- July 15 2026
- admin
You might have sent the same one-paragraph brief to three or four IT companies in Dubai and gotten back three or four numbers that don’t look like they’re quoting the same job. One comes in around 1,500 AED a month. Another wants 6,000. A third won’t give you anything until someone visits your office.
IT pricing in Dubai just isn’t standardized the way, say, a serviced office or a trade license fee is. Most of the gap between quotes comes down to what’s actually included, not how much the provider thinks they can get away with charging. This guide explains how that pricing works, what moves your number up or down, and what to ask before you sign anything.
Why does the Pricing Never Seem to Match?
Dubai’s IT market is a mix of one-person freelancers, boutique support shops, established regional players, and large system integrators, all bidding on the same request for a quote, each with a completely different cost structure. There’s no published price list anyone in the industry agrees to work from.
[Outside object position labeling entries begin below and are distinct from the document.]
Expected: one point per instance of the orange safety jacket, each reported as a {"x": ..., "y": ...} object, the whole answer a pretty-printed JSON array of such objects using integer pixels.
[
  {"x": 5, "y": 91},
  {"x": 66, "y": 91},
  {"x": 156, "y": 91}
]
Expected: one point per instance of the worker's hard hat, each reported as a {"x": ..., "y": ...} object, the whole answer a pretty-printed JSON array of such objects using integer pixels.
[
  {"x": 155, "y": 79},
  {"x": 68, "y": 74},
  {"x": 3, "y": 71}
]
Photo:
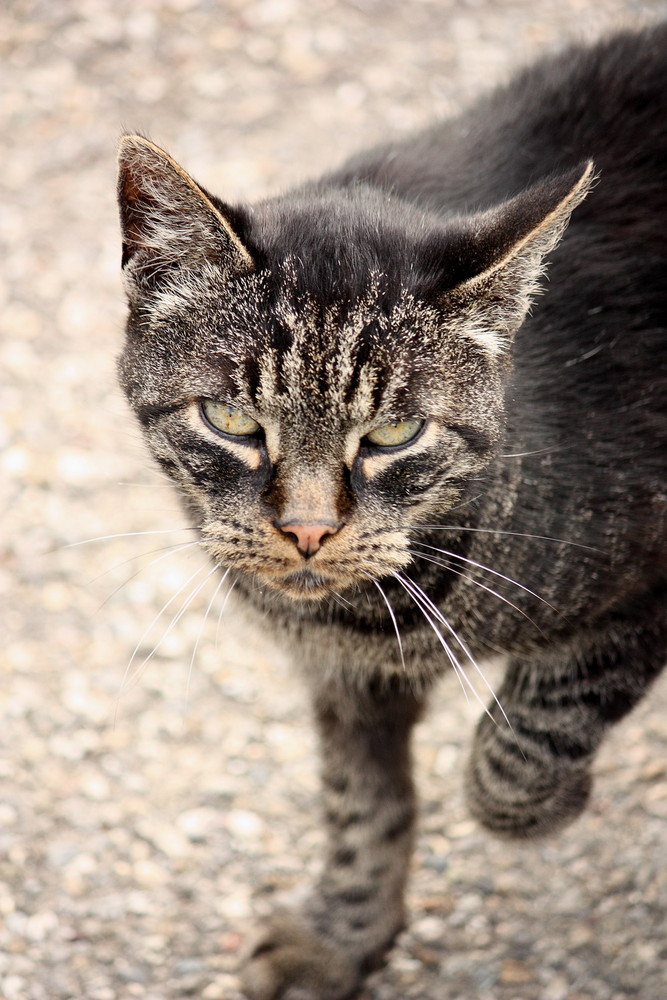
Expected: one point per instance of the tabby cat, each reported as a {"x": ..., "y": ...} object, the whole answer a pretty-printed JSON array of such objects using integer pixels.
[{"x": 407, "y": 469}]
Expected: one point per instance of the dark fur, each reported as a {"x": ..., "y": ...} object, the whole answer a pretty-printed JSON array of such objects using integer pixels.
[{"x": 392, "y": 289}]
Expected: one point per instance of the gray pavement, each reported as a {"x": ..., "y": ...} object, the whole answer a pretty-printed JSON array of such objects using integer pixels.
[{"x": 147, "y": 813}]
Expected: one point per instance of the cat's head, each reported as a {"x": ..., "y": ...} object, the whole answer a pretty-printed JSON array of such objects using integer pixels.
[{"x": 324, "y": 370}]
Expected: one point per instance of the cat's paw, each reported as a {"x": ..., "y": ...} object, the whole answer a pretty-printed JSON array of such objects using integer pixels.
[{"x": 289, "y": 961}]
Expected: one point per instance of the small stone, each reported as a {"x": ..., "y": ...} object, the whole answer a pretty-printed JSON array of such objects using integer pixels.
[{"x": 514, "y": 973}]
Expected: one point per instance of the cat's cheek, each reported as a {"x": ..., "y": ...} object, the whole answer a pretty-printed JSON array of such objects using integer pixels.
[{"x": 218, "y": 472}]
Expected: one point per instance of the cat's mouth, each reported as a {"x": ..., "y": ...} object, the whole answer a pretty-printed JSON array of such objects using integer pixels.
[{"x": 305, "y": 583}]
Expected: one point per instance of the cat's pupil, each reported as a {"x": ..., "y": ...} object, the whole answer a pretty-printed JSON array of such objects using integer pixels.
[{"x": 228, "y": 419}]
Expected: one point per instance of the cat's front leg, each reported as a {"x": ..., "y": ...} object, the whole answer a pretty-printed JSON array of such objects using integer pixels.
[
  {"x": 529, "y": 771},
  {"x": 324, "y": 951}
]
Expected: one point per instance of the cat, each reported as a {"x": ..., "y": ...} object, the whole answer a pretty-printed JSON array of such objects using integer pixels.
[{"x": 409, "y": 461}]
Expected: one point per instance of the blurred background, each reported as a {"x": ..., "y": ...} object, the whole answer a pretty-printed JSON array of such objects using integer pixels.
[{"x": 148, "y": 809}]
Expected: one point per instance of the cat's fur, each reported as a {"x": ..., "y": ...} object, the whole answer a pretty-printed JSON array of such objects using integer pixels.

Part of the confusion is that “managed IT” itself is a broad label. Gartner’s definition of a managed service provider covers everything from network and application support to infrastructure and security, delivered on an ongoing basis. That breadth is exactly why two quotes that both say “managed IT services” can cover wildly different amounts of actual work.
Three Ways You’ll Get Billed
Almost every quote you receive will fall into one of these three models, sometimes blended.
- Break-fix / hourly — you pay only when something goes wrong. It looks cheap on paper, but no one is actively monitoring your systems, and the bill tends to show up at the worst possible time.
- Project-based — a fixed scope for a fixed price. This is common for one-off work like an office relocation, a server migration, or a new network build.
- Managed retainer — a flat monthly fee that covers ongoing monitoring, support, and maintenance. Most established managed IT services providers push clients toward this model because it’s predictable for both sides and catches problems before they become downtime.
What Moves Your Price?
A handful of factors explain almost all of the difference between a 1,500 AED quote and a 6,000 AED one.
- Headcount and device count — more staff and endpoints mean more licenses, more monitoring, and more support tickets to cover.
- Infrastructure complexity — a business running its own servers and a layered office network needs more ongoing networking and hardware setup work than one running entirely on cloud tools.
- Software footprint — if part of the request involves custom software or ERP work, that’s typically scoped and priced separately from ongoing support.
- Security and compliance expectations — a company handling payment data or client records will pay more than one with the same headcount and no regulatory exposure, because the security workload is heavier.
- Response time — a guaranteed 24/7 response with a written SLA costs more than “we’ll get to it during business hours,” and that’s a fair trade-off, not padding.
So What Should You Actually Budget?
Nobody can give you an accurate number from a two-line email, and any provider who tries hasn’t really looked at your setup. As a general planning range, small Dubai businesses with straightforward support needs tend to land in the low thousands of AED per month, while businesses carrying heavier security, compliance, or infrastructure requirements land well above that. Treat any figure you read online, including this one, as a starting point for a conversation, not a number to hold a provider to before they’ve seen your environment.
If a Quote Looks Too Good to Be True, Ask What’s Missing
A cheap quote almost always means something is excluded, not that the provider is more efficient. Common exclusions worth asking about upfront: after-hours support, firewall and security management, backup monitoring, on-site visits, and anything beyond basic ticket resolution.
This is also where it pays to slow down before comparing providers purely on the bottom-line number. Two proposals with the same monthly figure can cover very different amounts of actual coverage, and the gap usually only shows up after something breaks.
When the Real Answer Is to Switch, Not Negotiate
Sometimes the honest conclusion isn’t “push back on price”; it’s that the price matches the service, and the service isn’t good enough. If tickets sit for days, invoices carry line items nobody explained, or support has quietly gotten slower over time, the signs are hard to ignore, and a cheaper quote elsewhere won’t fix a relationship that’s already broken.
Getting an accurate cost starts with a proper scoping conversation, not a copy-pasted price list. Talk to our team and we’ll walk through your setup before we talk numbers.
Frequently Asked Questions
How much does IT support cost per month in Dubai?
It depends heavily on headcount, infrastructure, and security requirements, but most small businesses budget in the low thousands of AED per month for a managed support plan. A proper quote needs a scoping conversation first.
Is a managed IT provider cheaper than hiring an in-house IT person?
Usually, once salary, benefits, training, and the fact that one person can’t cover every skill area are factored in. A managed provider spreads that cost across a team and across clients.
Do IT companies in Dubai charge setup or onboarding fees?
Some do, especially when onboarding involves a full audit of your existing systems before support begins. It’s a fair charge as long as it’s disclosed upfront rather than added after the contract is signed.